The vast majority of fasting benefit — improved insulin sensitivity, weight loss, reduced inflammation, better mental clarity — is available through daily intermittent fasting and occasional 24 to 48 hour fasts. Complete fasts in the historical sense are not necessary for most people to achieve significant health improvements.

Related Tips

  • If you're new to fasting, the first two to three days are always the hardest. Getting through them is the most important step — regardless of how long you intend to fast.
  • Sinclair found it harder to eat lightly than to fast completely. This matches modern experience: half-measures that keep some food coming in tend to maintain cravings, while a clear window with nothing at all quiets them faster.
  • Water intake is essential. Sinclair identified insufficient water as the single most common cause of fasting difficulties. Drink more than you think you need.
  • Breaking any extended fast must be done gradually, starting with small amounts of easily digestible food. Sinclair documented cases where poor refeeding caused serious harm after otherwise successful fasts.

For the complete guide, get Intermittent Fasting in Practice on Amazon — and claim 3 months free on our fasting app at fastinginpractice.com/redeem.

Frequently Asked Questions

What does "complete fast" mean in fasting terminology? A complete fast means abstaining from all food — drinking only water — until the body's own signals indicate it is finished. In Sinclair's framework, that endpoint was the return of genuine hunger and a clear tongue, not a predetermined number of days.

How is a complete fast different from intermittent fasting?

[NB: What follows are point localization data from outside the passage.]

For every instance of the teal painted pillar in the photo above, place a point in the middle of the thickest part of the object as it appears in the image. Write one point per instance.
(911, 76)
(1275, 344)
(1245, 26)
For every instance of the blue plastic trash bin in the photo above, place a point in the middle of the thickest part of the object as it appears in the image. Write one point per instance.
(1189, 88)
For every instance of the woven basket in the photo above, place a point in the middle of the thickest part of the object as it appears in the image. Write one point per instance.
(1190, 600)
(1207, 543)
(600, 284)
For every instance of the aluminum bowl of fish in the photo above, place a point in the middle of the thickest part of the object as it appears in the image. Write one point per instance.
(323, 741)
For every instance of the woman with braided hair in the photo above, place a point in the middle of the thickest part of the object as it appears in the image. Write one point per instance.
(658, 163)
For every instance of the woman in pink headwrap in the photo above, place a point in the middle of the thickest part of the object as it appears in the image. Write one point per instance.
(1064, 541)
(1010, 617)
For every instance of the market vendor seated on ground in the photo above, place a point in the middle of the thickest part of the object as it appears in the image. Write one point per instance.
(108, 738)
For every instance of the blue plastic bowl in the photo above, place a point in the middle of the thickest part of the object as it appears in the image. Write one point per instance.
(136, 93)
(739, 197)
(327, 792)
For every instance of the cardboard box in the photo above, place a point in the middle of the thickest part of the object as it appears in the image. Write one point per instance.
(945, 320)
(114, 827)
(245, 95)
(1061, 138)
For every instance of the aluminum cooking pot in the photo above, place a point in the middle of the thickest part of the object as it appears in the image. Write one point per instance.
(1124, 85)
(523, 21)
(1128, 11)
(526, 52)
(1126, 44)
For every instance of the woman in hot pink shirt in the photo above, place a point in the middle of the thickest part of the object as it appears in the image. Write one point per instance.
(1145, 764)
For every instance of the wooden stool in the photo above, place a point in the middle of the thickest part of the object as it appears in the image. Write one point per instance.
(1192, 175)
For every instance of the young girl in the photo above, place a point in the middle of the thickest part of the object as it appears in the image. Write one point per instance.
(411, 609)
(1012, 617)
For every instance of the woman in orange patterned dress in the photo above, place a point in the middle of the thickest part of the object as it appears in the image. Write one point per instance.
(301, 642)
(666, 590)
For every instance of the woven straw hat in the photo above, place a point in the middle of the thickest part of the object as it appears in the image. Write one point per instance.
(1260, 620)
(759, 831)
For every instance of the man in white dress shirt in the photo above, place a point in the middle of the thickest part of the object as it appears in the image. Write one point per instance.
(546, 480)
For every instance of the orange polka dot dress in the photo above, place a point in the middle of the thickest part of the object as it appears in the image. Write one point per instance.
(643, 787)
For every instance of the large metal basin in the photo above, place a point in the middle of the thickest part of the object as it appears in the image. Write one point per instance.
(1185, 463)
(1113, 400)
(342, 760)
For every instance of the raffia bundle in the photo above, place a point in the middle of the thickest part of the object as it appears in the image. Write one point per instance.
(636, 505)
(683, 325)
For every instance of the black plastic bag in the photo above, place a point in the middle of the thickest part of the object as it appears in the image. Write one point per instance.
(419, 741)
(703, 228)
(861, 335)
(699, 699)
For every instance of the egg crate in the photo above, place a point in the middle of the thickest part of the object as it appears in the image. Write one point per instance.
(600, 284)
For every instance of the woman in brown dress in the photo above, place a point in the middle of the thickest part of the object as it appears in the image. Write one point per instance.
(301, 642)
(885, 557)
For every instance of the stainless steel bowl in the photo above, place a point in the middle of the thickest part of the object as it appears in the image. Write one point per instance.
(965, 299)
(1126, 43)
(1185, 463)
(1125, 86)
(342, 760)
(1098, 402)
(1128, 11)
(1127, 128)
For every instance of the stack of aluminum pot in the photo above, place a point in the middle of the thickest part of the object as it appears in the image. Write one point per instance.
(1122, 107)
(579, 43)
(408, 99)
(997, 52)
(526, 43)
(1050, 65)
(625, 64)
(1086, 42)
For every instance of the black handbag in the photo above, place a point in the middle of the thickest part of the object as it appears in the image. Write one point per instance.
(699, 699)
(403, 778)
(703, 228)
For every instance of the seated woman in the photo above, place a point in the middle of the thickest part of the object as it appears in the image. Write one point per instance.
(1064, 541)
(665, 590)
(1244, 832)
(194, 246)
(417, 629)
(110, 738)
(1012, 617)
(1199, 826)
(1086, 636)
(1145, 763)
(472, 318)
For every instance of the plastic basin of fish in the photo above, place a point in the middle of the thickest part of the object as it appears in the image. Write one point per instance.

Intermittent fasting works within a daily rhythm — a feeding window and a fasting window. A complete fast suspends eating entirely for multiple days, taking the body through deeper metabolic phases that daily fasting does not reach.

Is it safe to do a complete fast without medical supervision? Extended fasting beyond 24 to 48 hours carries risks that increase with duration and individual health conditions. Anyone considering a fast of more than two days should do so with medical oversight. Sinclair himself recommended fasting with an experienced companion for extended periods.

How long does hunger disappear for during a fast? In most people, genuine hunger diminishes significantly after the first two to three days of a complete fast. This hunger-free period can last many days or longer, depending on the individual. It is followed eventually by the return of true hunger — which historically served as the endpoint signal.

Can I get the same benefits from intermittent fasting as from a complete fast? Most of the significant health benefits associated with fasting — improved insulin sensitivity, weight loss, inflammation reduction, autophagy — are achievable through consistent daily intermittent fasting. Complete fasting offers additional depth, but it is not necessary for most people's health goals.


This article draws on historical accounts from 1911 and is for informational purposes only — not medical advice.

Citation: Sinclair, U. (1911). The Fasting Cure. Mitchell Kennerley.